Increasingly, I get emails or letters from my students asking me to supply a reference for an MA programme in creating writing. Occasionally (but not always) they also ask me; will I gain anything from this? Is it worth they money and the time? Will I enjoy the experience? 

Almost without fail, my answer is; you will benefit enormously, both as a writer and a person. And, so long as you love your work to be honestly critiqued and you are the sort of person who would thrive in an academic environment, then, yes you will enjoy yourself. 

Not many people actually ask me what I think of the courses; are they well thought through, have good lecturers, are well laid out? If they do, I respond that I can, of course, only speak for the MA pathway at Bath Spa, and that's changed and grown quite a bit since I was there.

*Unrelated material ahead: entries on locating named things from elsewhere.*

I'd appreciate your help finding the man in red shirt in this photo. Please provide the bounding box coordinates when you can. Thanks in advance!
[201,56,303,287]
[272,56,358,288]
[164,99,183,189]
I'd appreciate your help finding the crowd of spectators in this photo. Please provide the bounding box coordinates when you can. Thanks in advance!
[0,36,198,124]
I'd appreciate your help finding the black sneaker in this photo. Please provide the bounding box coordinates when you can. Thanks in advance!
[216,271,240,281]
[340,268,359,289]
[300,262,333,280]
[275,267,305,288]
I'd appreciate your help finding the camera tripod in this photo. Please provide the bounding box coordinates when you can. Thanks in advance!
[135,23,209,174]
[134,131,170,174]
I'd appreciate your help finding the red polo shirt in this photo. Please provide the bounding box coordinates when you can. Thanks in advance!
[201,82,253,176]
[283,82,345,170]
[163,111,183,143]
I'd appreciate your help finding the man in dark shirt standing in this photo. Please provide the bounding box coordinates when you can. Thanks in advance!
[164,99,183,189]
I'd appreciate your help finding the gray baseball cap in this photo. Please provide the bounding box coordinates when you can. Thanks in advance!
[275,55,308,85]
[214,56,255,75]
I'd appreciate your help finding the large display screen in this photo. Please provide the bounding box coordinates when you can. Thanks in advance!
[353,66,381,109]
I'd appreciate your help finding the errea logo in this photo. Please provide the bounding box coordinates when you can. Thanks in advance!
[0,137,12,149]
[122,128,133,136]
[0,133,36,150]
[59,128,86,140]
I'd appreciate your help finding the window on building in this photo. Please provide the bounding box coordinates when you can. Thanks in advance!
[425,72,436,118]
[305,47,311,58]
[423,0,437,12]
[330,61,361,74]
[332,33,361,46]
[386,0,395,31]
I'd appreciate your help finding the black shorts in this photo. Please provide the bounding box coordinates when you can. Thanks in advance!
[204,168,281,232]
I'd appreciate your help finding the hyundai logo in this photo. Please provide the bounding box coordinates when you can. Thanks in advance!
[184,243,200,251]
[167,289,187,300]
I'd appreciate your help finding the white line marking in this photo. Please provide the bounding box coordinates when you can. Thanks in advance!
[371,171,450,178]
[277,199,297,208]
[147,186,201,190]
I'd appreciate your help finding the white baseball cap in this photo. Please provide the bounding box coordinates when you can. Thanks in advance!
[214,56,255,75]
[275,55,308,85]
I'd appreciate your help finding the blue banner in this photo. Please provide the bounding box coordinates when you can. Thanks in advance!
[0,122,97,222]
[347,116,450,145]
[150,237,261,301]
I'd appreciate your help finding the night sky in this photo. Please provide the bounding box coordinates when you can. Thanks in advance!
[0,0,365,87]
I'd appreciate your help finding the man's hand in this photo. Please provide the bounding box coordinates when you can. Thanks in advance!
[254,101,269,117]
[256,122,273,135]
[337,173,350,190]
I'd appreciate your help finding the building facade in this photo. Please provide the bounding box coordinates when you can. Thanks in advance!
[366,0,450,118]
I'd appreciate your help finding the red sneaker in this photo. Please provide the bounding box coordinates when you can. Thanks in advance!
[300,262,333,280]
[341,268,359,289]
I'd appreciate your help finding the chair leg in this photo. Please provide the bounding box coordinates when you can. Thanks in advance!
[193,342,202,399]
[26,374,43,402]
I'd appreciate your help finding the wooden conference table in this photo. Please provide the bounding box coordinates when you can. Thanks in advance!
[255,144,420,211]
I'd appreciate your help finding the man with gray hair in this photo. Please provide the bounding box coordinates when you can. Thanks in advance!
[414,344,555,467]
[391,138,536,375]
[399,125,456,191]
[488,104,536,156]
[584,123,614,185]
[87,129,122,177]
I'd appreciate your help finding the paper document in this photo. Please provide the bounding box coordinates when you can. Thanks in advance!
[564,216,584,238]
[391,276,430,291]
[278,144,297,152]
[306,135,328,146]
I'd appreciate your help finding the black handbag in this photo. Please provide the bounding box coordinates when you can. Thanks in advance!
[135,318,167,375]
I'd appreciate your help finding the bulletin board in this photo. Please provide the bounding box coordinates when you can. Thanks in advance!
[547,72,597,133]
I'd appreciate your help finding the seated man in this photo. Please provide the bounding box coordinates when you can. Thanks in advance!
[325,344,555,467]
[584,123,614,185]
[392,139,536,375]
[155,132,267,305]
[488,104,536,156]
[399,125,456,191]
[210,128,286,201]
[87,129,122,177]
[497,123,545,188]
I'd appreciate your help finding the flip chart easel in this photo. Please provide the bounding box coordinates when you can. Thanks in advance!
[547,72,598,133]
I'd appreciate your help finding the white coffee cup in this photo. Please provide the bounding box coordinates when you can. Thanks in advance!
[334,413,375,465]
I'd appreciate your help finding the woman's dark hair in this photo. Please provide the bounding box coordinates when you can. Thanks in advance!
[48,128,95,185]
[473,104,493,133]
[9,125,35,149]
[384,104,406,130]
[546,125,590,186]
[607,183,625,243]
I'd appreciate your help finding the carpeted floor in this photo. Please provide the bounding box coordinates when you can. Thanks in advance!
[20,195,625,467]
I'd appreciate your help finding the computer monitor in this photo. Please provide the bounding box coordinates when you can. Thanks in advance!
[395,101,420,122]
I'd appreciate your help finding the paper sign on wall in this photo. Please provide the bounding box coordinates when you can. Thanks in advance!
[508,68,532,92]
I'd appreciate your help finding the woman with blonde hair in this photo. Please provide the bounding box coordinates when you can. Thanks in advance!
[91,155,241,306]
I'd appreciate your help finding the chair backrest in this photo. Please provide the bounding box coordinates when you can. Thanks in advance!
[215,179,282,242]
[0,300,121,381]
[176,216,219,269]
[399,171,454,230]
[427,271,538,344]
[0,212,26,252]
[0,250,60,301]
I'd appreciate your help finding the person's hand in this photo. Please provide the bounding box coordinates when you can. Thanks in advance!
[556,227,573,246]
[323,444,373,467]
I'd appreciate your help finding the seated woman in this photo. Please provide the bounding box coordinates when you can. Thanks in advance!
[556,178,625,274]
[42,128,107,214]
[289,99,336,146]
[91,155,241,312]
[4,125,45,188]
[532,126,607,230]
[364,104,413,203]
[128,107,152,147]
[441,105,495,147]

Mostly, MA teaching is peer led; the students critique each other's work and the lecturer guides the workshopping experience. Lecturers may also lead workshops that investigate specifics; in my one year course, I did 'Writing for Children and Young Adults', 'Political Writing' and 'The Novel'. There are often extra-curricular events that allow 'networking' with publishers. Most students will create a long work which will be minutely mentored by a single lecturer. All these things build a good MA programme. 

I know this question is in every candidate's mind, but very rarely do they ask me; will my MA get me a contract?

And the answer to that one? Your writing will get you the contract. But you can certainly gain two things; help and mentoring to improve the basic production and a place to focus your mind on getting to the end of a piece of work.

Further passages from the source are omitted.